I have avoided buying powders as these have on occasion coagulated and stained my clothes, meaning I had to wash them again.

Where is ?

Ariel
Bold
Daz
Fairy
and other fabric conditioners

I thought Lever Brothers would like to get into the market, instead these dodgy fly by night manufacturers make detergents

I went home three months ago and stuffed my clothes in the washing machine. When I took them out they were sparkling clean, some areas of my clothing hadn’t seen the light for almost a year.
With most detergents sold in Europe and America, something called phosphorgens are added to make them look brighter and sparkling, also they have ingredints that are activated by warm water.

Also I hate top load washing machines which are a common sight in Taiwan. Is it possible to buy a front load machine?


#2

Ok.

Some helpful pointers to you:

  1. Coagulating powders. You are ideally supposed to put the powder into the machine first, let it fill half way with water, and THEN add your clothes. This way the powder dissolves first. If you lob the whole lot in and chuck the powder on top you are asking for trouble, particularly in a top loader.

  2. I think you will find that many of the detergents in the west have added enzymes to improve cleaning capability etc. These are a fairly recent (5 - 6 years) addition and is good from an aesthetic point of view. However, one of the downsides of this additional ingredient, is that the enzymes can irritate some skins - most notably those who suffer from hayfever or dry skins. I had to use cortisone cream for months, until we worked out what the problem was. As Asian skins are more prone to dryness (dermatological fact), this could be one of the reasons that these chemicals are not added here. Then again, I could be wrong.
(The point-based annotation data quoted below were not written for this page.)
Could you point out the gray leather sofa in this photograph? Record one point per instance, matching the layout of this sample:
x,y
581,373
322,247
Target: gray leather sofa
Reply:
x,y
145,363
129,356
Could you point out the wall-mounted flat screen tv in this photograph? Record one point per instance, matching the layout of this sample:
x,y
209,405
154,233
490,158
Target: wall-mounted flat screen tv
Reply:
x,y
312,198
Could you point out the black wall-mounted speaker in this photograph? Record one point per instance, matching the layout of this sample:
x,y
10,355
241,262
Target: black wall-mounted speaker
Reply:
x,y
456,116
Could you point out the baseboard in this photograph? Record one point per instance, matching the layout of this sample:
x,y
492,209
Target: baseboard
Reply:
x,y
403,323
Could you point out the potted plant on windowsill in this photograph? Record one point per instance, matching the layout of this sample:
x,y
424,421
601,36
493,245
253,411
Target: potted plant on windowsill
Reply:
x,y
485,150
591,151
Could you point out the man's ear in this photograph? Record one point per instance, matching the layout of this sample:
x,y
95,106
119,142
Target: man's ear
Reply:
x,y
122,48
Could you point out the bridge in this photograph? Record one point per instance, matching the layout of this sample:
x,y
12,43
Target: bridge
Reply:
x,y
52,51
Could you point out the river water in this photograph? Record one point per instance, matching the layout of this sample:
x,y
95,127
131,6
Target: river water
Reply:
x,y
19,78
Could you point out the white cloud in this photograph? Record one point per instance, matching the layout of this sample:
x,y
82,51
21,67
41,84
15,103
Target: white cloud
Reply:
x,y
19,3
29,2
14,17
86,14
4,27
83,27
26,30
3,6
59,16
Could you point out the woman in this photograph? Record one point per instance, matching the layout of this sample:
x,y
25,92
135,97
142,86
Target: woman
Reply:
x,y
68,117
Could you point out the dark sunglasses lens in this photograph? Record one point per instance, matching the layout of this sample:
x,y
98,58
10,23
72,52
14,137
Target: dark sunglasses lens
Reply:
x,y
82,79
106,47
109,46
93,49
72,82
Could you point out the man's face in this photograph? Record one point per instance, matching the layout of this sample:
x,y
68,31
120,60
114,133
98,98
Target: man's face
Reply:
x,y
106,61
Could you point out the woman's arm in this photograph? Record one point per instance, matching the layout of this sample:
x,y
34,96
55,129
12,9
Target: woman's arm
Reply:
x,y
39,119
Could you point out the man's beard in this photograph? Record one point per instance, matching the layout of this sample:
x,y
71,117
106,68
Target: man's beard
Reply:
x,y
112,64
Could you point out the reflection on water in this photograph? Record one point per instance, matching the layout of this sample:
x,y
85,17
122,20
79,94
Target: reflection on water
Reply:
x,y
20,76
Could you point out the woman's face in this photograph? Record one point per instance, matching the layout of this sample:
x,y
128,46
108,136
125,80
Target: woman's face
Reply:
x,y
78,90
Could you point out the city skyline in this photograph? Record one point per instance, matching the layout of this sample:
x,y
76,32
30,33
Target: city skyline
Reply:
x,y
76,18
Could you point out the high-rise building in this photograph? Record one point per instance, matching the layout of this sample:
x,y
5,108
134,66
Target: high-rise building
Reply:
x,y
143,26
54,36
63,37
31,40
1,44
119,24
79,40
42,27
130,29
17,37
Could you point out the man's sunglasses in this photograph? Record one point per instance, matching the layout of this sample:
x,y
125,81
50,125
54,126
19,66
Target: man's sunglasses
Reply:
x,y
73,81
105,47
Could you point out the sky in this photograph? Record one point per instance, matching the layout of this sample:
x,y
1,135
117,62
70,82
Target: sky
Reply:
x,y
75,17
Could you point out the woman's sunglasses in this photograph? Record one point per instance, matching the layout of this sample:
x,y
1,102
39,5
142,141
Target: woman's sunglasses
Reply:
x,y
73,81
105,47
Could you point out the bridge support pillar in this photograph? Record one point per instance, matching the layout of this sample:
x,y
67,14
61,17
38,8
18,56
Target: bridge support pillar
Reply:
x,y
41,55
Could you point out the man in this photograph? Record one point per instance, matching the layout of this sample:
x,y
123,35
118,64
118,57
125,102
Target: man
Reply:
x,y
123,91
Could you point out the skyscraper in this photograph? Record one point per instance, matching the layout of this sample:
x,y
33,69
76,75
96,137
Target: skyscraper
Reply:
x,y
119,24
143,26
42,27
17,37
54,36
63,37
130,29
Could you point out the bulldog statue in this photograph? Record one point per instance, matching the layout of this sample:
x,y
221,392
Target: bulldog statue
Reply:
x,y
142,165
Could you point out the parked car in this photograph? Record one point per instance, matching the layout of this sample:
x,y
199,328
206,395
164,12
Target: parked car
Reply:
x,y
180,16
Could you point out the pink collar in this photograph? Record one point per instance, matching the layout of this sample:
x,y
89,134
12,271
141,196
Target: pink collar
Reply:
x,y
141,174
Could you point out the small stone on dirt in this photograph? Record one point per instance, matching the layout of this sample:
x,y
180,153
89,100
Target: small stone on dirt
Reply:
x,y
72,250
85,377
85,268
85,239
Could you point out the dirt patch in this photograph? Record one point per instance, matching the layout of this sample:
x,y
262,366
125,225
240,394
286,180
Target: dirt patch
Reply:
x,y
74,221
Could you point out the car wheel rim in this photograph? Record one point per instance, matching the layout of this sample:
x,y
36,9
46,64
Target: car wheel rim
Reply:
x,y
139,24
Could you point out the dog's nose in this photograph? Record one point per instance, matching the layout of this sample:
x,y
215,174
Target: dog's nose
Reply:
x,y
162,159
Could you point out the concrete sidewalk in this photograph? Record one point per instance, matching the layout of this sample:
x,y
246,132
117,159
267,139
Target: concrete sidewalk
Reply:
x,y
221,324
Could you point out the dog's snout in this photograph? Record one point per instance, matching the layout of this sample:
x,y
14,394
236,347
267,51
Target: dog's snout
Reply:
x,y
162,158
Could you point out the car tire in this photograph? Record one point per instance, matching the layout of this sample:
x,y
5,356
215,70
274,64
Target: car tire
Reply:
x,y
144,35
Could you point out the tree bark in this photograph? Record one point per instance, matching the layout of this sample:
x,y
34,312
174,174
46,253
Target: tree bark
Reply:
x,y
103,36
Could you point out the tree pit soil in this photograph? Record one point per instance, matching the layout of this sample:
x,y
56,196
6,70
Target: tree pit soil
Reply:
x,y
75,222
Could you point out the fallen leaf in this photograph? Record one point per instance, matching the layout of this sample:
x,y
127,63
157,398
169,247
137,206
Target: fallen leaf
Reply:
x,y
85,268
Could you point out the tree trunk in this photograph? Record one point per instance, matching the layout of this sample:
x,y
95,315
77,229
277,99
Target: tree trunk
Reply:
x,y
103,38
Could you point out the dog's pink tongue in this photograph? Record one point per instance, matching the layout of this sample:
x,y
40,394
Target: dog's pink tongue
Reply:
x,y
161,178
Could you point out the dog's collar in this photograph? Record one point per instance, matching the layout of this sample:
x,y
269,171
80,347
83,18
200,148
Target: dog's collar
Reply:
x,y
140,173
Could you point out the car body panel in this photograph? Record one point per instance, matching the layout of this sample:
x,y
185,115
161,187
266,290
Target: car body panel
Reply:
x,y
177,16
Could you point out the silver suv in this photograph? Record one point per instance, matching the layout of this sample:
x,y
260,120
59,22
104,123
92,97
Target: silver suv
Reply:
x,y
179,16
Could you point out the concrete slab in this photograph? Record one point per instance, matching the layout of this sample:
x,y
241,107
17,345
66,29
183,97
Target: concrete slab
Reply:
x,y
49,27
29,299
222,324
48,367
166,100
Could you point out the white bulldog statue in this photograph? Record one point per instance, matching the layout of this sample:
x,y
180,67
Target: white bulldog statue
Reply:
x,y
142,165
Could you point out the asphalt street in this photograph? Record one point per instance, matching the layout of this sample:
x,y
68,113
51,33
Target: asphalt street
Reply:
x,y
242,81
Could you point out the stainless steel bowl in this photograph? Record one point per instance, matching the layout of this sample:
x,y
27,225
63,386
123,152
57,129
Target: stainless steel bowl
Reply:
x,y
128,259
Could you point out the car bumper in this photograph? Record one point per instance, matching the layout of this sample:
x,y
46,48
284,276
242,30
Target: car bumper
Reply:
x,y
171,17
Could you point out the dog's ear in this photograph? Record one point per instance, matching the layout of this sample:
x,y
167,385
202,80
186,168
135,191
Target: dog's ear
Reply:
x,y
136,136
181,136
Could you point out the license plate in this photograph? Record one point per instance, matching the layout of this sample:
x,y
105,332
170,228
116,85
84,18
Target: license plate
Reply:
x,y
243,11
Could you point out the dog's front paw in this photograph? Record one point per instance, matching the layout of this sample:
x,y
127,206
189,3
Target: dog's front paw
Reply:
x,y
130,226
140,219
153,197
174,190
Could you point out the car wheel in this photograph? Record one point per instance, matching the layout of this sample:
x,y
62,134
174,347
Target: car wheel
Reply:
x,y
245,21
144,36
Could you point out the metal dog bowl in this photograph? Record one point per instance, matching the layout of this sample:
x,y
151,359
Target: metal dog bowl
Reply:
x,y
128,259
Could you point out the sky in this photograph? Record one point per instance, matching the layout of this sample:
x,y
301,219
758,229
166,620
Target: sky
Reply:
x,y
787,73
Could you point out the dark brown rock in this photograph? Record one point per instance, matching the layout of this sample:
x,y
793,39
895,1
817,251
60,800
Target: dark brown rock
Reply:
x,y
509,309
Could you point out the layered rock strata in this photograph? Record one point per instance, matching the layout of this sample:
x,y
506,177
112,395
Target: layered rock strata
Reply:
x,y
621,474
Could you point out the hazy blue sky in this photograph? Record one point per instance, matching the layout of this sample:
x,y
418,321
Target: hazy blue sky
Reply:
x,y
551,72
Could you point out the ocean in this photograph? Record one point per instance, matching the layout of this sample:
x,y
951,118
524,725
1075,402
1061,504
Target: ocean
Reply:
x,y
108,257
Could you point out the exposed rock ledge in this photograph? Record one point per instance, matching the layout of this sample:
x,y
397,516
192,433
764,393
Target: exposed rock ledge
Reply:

Finally, I think you can buy things like Tide in Tienmu and at Costco.

I choose Attack and Bio Zet, but Kao (Hua Wang) - a good Japanese brand.

Hope this helps. By the way, I am a whizz with dirty floors too!!


#3

In that case thanks!!
if you can make it early enought tommorrow you can do all my floors, and while you are on a roll with this, I would like my clothes washed and my leopard skin underwear ironed with NO creases
Thanks in advance


#4

Washing powder in Taiwan, as far as I know, is formulated for cold water use for the obvious reason that no one has hot water hooked up to their washing machine (or very few).


#5

As for the top loaders, it’s just easier to lean inside a top loader to pull stuff out. Remember most people have their washing machine ion their balcony here. The popularity of front loaders, especially in Europe where house are small is that they have to fit under kitchen work surfaces so obviously can’t open upwards.


#6

I use Tide. Seems to get the job done, and I can buy it at the local Welcome Supermarket.

The other day on CNN, I saw a washing machine from South Korea that Ionizes the water to wash clothes without using any soap. Apparently the ions in the water breakdown the dirt molecules. Sounds environmentally friendly. One question, though - what the heck is ionized water?